Wednesday, October 7, 2009

Sometimes the strangest things can trigger a story . . .

. . . as in today when I was driving to the law school to pick up cute husband and jamming with the windows down to Sirius radio, channel 18, The Spectrum.  A kind of country-ish, kind of Lou Reed-ish song came on and frankly for most of it I was making fun of it in my head: what is this crap? why is there no more good music being made?  I wish I was in the 60s . . .

. . . until the following line of the song: My divorce papers will have gone through by then.

Not exactly lyrical genius, but sometimes a single line can create some imagery, whether or not the imagery was intended.  For me, I immediately saw a man in jeans and a scruffy shirt driving down the highway in the dead of night, finally set free by his divorce papers.  He was going towards a woman, I knew that much, but I didn't know if he was in love with her, if she was an old friend, maybe even his estranged sister or his brother's widow.  All I could see was this man, his eyes steady on the road ahead of him, his head clear because he knew his destination and was filled with relief to finally be on the road towards it.  His only thought was, it's only a matter of time now . . .

Moments like these are great for us writers because for a moment the wall (I've always pictured writer's block as the Berlin Wall, wherein the story waiting to be told is West Germany and I am a starving East German slumped against the wall) gets whacked and a few bricks or even just a few flecks of concrete fall to the ground and there's a place to start hitting with a hammer with hopes of, in the words of The Doors, break[ing] on through to the other side.

Last week I wrote a little bit about characters, how we can see something or hear something and suddenly a person appears to us and out of our wonder and curiosity is born a tale.  Sometimes when I sit down to write and I'm feeling completely blocked and every character I think of is either contrived or a knock off, I take a deep breath and think of it like this: There are hundreds of characters possibly floating around up there in my head.  The man in the truck driving across the night to whomever is waiting for him; the store clerk closing up for the night, dreaming a simple but out-of-reach dream as she does so; the teenage boy picking up his best friend on a Friday evening; the mom who waits; and the daughter who chooses not to call.  They're all up there!  They're living their lives up there and making their choices and sending their worlds spriraling all over the place, or even just keeping them sadly stagnant.  So when I sit down to write, all I have to do is find them and write down how they're doing.
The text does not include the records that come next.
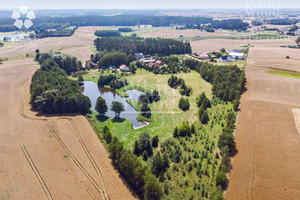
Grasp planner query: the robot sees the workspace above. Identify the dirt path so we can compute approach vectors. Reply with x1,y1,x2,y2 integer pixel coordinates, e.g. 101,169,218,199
0,59,134,199
226,47,300,200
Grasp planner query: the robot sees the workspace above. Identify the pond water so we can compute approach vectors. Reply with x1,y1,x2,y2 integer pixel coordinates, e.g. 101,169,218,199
82,81,146,128
0,34,30,41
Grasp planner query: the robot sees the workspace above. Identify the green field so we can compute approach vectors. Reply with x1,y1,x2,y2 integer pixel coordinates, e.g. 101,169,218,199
84,69,233,200
173,33,289,41
78,69,212,148
266,69,300,78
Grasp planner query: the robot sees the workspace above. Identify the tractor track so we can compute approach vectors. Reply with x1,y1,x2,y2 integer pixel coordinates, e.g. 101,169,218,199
19,81,110,200
10,79,53,200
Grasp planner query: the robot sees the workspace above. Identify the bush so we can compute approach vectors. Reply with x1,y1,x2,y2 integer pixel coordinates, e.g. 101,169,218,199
178,97,190,111
216,172,227,186
95,30,121,37
95,97,108,115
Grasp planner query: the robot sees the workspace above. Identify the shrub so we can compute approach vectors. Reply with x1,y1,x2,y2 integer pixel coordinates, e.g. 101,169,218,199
178,97,190,111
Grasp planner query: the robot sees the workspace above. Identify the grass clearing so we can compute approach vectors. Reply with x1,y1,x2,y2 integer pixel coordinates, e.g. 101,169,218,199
266,69,300,78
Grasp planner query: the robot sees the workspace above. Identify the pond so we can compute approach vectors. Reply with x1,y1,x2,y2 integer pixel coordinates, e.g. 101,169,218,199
82,81,147,128
0,34,30,41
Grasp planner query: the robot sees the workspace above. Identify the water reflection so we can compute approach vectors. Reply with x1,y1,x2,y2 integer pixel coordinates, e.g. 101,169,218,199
81,81,145,128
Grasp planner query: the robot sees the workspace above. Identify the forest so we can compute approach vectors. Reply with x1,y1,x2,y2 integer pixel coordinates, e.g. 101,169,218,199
184,19,249,32
95,30,121,37
30,58,91,114
35,52,82,75
183,59,246,102
211,19,249,31
94,36,192,55
95,51,134,68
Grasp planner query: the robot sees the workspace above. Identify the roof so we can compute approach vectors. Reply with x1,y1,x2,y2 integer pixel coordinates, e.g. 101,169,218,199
220,56,232,60
156,60,163,65
85,62,97,67
230,49,242,53
147,62,160,68
199,52,209,58
229,52,244,57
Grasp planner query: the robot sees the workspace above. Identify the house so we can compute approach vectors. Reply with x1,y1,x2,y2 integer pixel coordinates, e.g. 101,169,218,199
155,60,164,66
219,56,232,62
108,65,116,70
134,53,144,60
120,65,129,72
199,52,209,59
85,62,97,68
147,62,160,68
230,49,242,53
229,51,244,60
141,56,155,64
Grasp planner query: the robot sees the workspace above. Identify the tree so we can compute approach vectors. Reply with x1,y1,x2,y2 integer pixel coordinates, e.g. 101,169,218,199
78,74,84,86
129,62,137,74
143,151,148,161
216,172,227,186
178,97,190,111
152,135,159,148
173,126,178,138
144,140,153,157
95,97,108,115
198,105,209,124
141,103,151,118
110,101,124,117
103,125,112,144
144,170,163,200
296,37,300,45
233,99,240,111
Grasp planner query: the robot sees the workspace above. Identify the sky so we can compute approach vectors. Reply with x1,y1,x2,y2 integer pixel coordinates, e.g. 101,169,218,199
0,0,300,9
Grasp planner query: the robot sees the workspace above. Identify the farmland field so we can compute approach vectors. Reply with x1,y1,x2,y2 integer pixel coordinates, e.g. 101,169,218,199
226,47,300,199
77,69,212,148
0,29,136,199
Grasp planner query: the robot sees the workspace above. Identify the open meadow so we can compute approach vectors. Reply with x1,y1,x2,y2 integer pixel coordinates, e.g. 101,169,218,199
0,28,136,199
226,47,300,199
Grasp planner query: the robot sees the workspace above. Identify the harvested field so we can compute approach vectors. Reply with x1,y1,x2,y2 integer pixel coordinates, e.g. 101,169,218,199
0,58,135,199
191,37,296,52
141,29,232,38
0,27,98,61
226,47,300,199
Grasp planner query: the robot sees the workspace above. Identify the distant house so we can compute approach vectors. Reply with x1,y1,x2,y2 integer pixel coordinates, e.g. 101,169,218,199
229,51,245,60
134,53,144,60
120,65,129,72
147,62,160,68
47,28,57,32
155,60,164,66
219,56,232,62
230,49,242,53
199,52,209,59
141,57,155,64
108,65,116,70
85,62,97,68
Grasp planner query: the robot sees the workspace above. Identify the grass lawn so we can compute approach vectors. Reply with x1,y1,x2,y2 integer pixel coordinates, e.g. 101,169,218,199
79,69,212,148
266,69,300,78
84,69,233,200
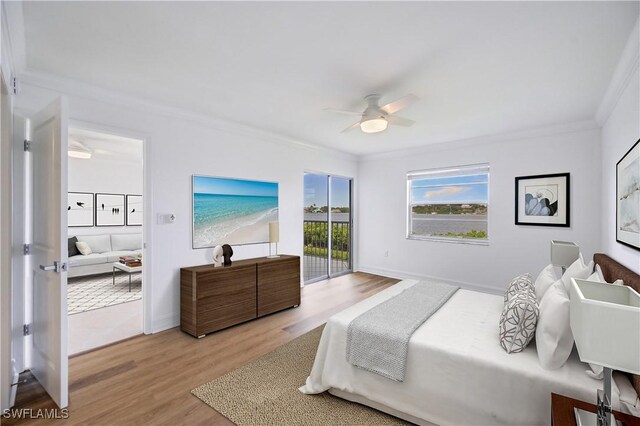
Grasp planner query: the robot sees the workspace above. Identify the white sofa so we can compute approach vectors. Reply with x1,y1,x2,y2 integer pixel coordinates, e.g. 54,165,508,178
68,234,142,278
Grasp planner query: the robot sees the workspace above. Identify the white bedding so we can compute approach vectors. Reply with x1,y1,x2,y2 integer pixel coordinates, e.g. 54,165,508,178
300,280,637,425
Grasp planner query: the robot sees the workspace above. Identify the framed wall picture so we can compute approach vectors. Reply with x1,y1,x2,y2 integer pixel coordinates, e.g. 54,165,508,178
192,175,278,249
616,140,640,250
515,173,571,227
126,194,143,226
67,192,93,228
96,193,126,226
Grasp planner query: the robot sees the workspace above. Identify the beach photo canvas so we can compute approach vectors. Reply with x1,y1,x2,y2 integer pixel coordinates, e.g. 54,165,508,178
192,175,278,248
67,192,93,227
616,140,640,250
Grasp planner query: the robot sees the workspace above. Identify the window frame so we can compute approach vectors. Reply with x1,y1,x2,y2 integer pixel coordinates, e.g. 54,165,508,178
405,163,491,246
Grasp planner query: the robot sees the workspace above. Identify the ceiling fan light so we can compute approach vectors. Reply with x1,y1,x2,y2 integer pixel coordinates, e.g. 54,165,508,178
67,149,91,160
360,117,389,133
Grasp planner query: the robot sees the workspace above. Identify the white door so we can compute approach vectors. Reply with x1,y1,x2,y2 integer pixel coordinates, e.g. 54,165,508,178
31,98,69,408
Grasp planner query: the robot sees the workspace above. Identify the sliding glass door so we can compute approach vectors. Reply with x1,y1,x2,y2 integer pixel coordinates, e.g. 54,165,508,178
303,173,352,283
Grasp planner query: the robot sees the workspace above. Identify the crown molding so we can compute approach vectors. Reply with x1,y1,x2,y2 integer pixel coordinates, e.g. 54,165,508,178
595,18,640,126
0,1,26,78
19,69,358,161
360,120,600,163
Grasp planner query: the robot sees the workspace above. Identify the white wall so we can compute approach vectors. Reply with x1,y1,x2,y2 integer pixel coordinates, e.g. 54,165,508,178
68,155,143,237
0,71,13,410
601,63,640,273
358,126,600,293
16,82,357,331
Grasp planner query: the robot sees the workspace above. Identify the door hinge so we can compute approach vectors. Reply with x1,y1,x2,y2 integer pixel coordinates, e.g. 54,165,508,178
11,77,20,95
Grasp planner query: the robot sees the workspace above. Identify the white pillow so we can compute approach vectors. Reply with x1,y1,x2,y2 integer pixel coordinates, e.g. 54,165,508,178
562,255,593,295
536,280,573,370
533,264,560,304
78,234,111,253
76,241,92,256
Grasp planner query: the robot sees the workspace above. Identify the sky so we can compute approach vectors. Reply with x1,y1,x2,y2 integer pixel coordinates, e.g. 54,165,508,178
193,176,278,197
304,173,349,207
411,175,489,204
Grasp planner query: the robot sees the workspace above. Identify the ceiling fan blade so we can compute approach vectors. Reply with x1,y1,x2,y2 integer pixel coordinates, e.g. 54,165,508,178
340,121,360,133
323,108,362,115
380,95,420,114
387,115,415,127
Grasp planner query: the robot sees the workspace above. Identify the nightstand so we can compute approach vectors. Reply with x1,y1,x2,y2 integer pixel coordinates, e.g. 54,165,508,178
551,393,640,426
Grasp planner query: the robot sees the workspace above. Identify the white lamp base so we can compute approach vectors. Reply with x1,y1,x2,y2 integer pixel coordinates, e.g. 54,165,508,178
573,408,624,426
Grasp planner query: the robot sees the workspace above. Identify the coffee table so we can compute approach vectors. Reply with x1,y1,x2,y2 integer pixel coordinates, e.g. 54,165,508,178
113,262,142,291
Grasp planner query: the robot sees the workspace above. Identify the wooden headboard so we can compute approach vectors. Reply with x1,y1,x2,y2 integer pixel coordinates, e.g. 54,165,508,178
593,253,640,395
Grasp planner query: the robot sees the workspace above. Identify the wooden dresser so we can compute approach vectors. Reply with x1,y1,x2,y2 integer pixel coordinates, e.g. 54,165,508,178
180,255,300,337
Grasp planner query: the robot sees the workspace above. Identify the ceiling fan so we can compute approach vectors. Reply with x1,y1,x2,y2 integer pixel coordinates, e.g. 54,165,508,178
325,94,420,133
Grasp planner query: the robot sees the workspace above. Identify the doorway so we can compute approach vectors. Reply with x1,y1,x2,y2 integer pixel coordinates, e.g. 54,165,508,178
303,173,353,284
67,127,144,355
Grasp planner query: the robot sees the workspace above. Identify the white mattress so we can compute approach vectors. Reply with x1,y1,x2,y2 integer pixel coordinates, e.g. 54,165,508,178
300,280,627,425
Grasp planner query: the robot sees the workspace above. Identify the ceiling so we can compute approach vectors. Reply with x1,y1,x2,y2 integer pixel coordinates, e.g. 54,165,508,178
69,128,142,164
16,1,639,155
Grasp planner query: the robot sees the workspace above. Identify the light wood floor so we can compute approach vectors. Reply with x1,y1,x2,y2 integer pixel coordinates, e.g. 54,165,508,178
2,272,398,425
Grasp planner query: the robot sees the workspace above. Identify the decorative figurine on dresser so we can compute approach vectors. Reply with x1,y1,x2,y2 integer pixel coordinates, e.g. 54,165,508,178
222,244,233,266
213,245,222,268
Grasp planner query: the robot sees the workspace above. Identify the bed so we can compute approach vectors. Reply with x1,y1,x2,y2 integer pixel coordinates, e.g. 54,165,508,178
300,255,640,425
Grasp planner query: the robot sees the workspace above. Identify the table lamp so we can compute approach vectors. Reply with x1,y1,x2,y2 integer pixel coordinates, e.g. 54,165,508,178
569,278,640,426
267,222,280,258
551,240,580,274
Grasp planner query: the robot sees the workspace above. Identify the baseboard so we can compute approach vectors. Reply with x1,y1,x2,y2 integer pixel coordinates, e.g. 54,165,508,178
151,313,180,333
358,265,504,295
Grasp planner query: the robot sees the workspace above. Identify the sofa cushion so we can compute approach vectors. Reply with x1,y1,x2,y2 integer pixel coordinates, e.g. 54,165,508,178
111,234,142,251
67,237,80,257
77,234,111,253
69,253,109,267
106,250,142,262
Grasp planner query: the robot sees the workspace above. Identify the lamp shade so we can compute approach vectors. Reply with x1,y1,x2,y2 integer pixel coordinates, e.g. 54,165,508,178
551,240,580,268
269,222,280,243
569,278,640,374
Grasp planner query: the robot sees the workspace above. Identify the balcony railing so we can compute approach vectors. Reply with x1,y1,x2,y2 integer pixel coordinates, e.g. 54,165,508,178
304,220,351,281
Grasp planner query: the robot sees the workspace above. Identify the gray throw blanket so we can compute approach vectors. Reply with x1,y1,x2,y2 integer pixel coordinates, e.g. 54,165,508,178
347,281,459,382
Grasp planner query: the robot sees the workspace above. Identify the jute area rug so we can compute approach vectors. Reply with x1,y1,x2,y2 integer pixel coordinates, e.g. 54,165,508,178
191,326,407,426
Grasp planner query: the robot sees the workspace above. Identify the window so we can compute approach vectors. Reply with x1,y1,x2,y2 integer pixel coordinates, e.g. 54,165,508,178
407,164,489,244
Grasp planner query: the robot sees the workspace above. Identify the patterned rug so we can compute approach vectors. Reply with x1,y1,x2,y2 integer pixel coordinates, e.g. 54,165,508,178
191,326,408,426
67,271,142,315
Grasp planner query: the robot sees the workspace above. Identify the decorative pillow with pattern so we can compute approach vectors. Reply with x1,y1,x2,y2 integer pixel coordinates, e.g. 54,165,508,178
504,273,536,305
500,289,540,354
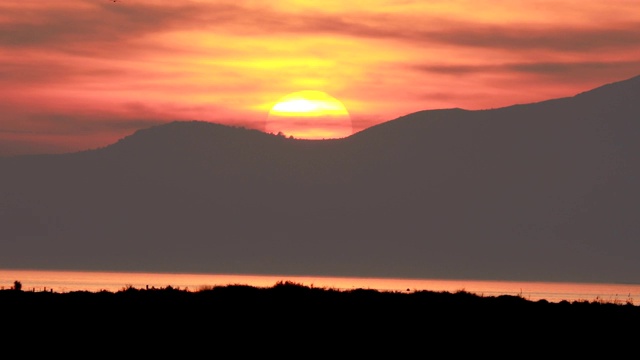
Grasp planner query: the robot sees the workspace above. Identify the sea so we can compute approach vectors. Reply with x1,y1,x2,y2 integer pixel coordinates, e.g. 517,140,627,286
0,270,640,305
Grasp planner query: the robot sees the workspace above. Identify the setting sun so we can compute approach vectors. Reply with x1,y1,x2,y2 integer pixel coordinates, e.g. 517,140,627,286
265,90,353,140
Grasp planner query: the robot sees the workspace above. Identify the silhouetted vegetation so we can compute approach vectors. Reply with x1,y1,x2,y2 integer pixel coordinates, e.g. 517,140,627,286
0,281,640,328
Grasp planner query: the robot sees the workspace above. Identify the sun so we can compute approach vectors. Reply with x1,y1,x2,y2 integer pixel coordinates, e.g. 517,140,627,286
265,90,353,140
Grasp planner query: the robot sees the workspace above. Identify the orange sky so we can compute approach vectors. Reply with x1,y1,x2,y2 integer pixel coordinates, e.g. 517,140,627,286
0,0,640,155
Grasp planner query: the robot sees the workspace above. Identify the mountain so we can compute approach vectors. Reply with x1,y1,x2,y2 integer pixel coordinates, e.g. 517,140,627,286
0,76,640,283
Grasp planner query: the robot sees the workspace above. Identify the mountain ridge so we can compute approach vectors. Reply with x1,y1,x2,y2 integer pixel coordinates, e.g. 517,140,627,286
0,77,640,283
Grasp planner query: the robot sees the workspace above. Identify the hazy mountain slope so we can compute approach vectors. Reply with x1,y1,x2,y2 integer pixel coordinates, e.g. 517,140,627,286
0,77,640,282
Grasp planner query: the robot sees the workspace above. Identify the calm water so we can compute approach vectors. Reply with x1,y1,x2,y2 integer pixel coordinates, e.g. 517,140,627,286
0,270,640,305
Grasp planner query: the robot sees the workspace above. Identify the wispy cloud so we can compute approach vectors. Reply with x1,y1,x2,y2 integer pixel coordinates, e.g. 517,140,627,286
0,0,640,156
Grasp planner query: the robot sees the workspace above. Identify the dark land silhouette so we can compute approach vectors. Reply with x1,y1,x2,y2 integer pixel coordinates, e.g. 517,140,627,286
0,281,640,346
0,77,640,283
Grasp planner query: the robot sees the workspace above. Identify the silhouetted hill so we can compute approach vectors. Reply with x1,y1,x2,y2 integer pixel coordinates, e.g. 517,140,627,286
0,77,640,283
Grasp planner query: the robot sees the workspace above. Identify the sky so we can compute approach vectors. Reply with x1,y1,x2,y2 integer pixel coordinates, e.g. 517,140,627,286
0,0,640,156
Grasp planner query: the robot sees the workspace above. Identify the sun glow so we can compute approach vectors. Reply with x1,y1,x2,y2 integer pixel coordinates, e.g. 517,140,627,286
266,90,353,139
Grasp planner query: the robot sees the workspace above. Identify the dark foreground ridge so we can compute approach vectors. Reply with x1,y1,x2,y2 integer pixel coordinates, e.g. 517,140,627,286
0,281,640,328
0,282,640,352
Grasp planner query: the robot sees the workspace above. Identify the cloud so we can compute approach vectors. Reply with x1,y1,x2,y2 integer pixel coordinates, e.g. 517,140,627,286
411,59,640,76
5,0,640,52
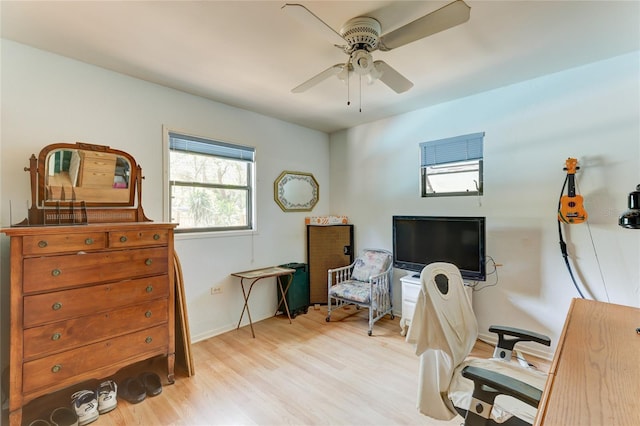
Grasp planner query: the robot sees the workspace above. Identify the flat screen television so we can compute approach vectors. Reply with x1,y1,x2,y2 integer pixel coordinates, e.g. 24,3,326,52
393,216,486,281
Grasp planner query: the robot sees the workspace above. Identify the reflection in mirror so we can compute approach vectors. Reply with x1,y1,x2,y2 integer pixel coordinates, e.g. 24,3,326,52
45,148,131,203
274,171,319,211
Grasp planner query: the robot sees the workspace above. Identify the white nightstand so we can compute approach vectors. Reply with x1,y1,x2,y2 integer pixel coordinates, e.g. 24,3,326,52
400,272,473,336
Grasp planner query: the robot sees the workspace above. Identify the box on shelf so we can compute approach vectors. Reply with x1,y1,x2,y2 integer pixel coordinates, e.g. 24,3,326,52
304,216,349,225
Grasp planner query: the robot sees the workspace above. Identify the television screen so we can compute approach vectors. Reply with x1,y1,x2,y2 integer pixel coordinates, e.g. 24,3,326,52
393,216,486,281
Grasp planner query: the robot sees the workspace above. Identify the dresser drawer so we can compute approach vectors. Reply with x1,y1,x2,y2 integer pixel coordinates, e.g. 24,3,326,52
22,325,169,392
109,229,169,248
24,274,169,328
24,299,168,360
22,232,107,256
23,247,169,293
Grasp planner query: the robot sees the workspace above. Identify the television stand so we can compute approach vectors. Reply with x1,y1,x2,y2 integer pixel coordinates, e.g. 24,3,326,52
400,272,473,336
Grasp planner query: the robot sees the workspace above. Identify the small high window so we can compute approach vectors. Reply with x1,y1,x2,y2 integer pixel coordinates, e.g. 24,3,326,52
168,132,255,232
420,132,484,197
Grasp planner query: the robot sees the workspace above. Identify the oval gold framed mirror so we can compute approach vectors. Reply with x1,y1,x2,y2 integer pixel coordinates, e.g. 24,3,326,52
273,170,320,212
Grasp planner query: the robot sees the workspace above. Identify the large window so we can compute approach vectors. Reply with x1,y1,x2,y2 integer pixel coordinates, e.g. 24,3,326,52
168,131,255,232
420,133,484,197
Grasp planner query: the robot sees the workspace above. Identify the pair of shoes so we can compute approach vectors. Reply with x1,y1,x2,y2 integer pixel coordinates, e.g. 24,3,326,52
120,372,162,404
71,390,100,426
49,407,78,426
96,380,118,414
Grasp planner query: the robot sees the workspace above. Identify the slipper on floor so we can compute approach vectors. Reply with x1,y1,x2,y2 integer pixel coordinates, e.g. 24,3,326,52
140,372,162,396
118,377,147,404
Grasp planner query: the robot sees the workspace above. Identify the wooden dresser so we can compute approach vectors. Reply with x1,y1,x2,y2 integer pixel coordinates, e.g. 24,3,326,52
2,222,175,426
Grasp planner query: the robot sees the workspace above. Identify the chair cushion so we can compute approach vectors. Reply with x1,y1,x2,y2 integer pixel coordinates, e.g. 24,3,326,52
329,280,371,304
351,250,391,281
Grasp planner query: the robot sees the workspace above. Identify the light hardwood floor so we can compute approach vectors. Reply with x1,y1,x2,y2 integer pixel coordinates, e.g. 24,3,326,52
20,306,548,426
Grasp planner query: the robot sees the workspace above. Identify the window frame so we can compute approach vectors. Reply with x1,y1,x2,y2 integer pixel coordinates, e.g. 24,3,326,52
419,132,484,198
163,126,257,235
The work of writing out their stories--figuring out where that man with newly signed divorce papers is headed and why it's so important for him to get there--is always tedious and sometimes long.  But to me those adjectives don't have to be bad.  The minutiae of lives and the day in and day out and what it all adds up to in the end, those things are worth plumbing the depths for.

My favorite writing quote of all time is from E.L. Doctorow:

Writing is like driving at night in the fog. You can only see as far as your headlights, but you can make the whole trip that way.
And so I drive.  And the man with the divorce papers drives.  And maybe our cars pass on the highway.